Susan Sontag (1933-2004), uma das mais importantes intelectuais americanas da segunda metade do século XX, destacou-se como professora universitária, ficcionista, ensaísta e defensora dos direitos humanos, mas foi também uma diarista consumada, que legou à posteridade uma grande profusão de diários e cadernos de apontamentos. Esse vasto espólio tem vindo a ser organizada pelo filho, David Rieff, em livros como “Renascer: Diário e apontamentos, 1947-1963” (Quetzal, 2022 – reedição).

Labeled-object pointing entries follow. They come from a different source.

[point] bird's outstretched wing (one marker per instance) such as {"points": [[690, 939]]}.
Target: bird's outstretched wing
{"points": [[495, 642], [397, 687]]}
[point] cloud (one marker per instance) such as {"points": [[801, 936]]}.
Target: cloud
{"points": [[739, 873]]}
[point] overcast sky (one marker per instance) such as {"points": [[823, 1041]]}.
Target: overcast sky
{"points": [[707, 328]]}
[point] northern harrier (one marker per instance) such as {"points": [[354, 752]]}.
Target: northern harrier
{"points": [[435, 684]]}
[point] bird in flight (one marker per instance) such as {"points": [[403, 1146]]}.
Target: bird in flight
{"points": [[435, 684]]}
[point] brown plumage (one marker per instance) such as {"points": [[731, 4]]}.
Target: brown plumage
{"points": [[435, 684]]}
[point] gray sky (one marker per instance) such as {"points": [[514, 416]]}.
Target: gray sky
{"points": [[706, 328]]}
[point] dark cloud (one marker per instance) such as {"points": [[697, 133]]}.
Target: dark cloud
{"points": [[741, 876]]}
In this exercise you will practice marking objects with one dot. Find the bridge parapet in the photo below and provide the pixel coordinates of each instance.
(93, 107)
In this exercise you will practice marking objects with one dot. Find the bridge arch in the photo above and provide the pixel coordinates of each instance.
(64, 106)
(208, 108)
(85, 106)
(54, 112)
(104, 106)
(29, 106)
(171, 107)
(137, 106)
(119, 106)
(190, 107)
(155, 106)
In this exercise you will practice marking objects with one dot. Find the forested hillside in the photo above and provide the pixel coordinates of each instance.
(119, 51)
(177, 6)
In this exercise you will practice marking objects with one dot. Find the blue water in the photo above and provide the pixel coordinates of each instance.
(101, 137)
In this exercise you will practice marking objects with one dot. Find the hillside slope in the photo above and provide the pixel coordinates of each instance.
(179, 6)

O título parece derivar de uma frase escrita em 1949, quando se conjugam as emoções da partida iminente para a universidade e da descoberta do amor por outra mulher: “Tudo começa a partir de agora – Renasci”. Encontramos nesta fase uma espécie de retrato da intelectual enquanto jovem, dividida entre o apego emocional ao lar e a vontade de emancipação, ao mesmo tempo que se debate com a aceitação da própria homossexualidade.
Algumas situações posteriores também podem ser descritas como renascimentos emocionais e intelectuais. Da aceitação da solidão “como uma bela dádiva” à procura de uma parceria sentimental satisfatória, a autora percorre um caminho tortuoso, que inclui um casamento – do qual resultou um filho –, um divórcio e duas relações complexas com mulheres que não a tratavam da melhor maneira. “Viver com H é sobreviver a um ataque total à minha personalidade”, escreve Sontag acerca de uma das amantes. Felizmente, apesar da ocasional submissão emocional, a autora não perde a capacidade de autocrítica e faz uma análise tocante da forma como a homossexualidade a faz sentir-se mais vulnerável, mas também estimula o seu desejo de se tornar escritora, uma vez que crê poder forjar, através da escrita, uma identidade que a defenda da sociedade.
A par dos aspectos sentimentais, acompanhamos a vida social da autora, repleta de viagens e idas ao cinema, ao teatro, à ópera e a concertos, com a arte a servir frequentemente de refúgio. Como seria de esperar de alguém que escreveu “eu rego com livros a minha mente em branco”, abundam as referências literárias, com listas impressionantes de títulos que já leu ou planeia ler. Entre listas diversas, até de actividades diárias, surgem anotações de ideias para novas obras, sonhos, considerações filosóficas e divagações sobre correntes religiosas.
Mais do que receptáculos de pensamentos privados, nos quais a autora se exprimia assumidamente de forma mais aberta do que com qualquer pessoa, estes diários foram um instrumento de auto-análise que lhe permitiu enfrentar as suas inseguranças e recriar-se, em diálogo consigo mesma, com os escritores que admirava (vivos e mortos) e com os seus leitores ideais. Agora são um recurso incontornável para compreender melhor a sua personalidade complexa, a sua vida e a sua obra.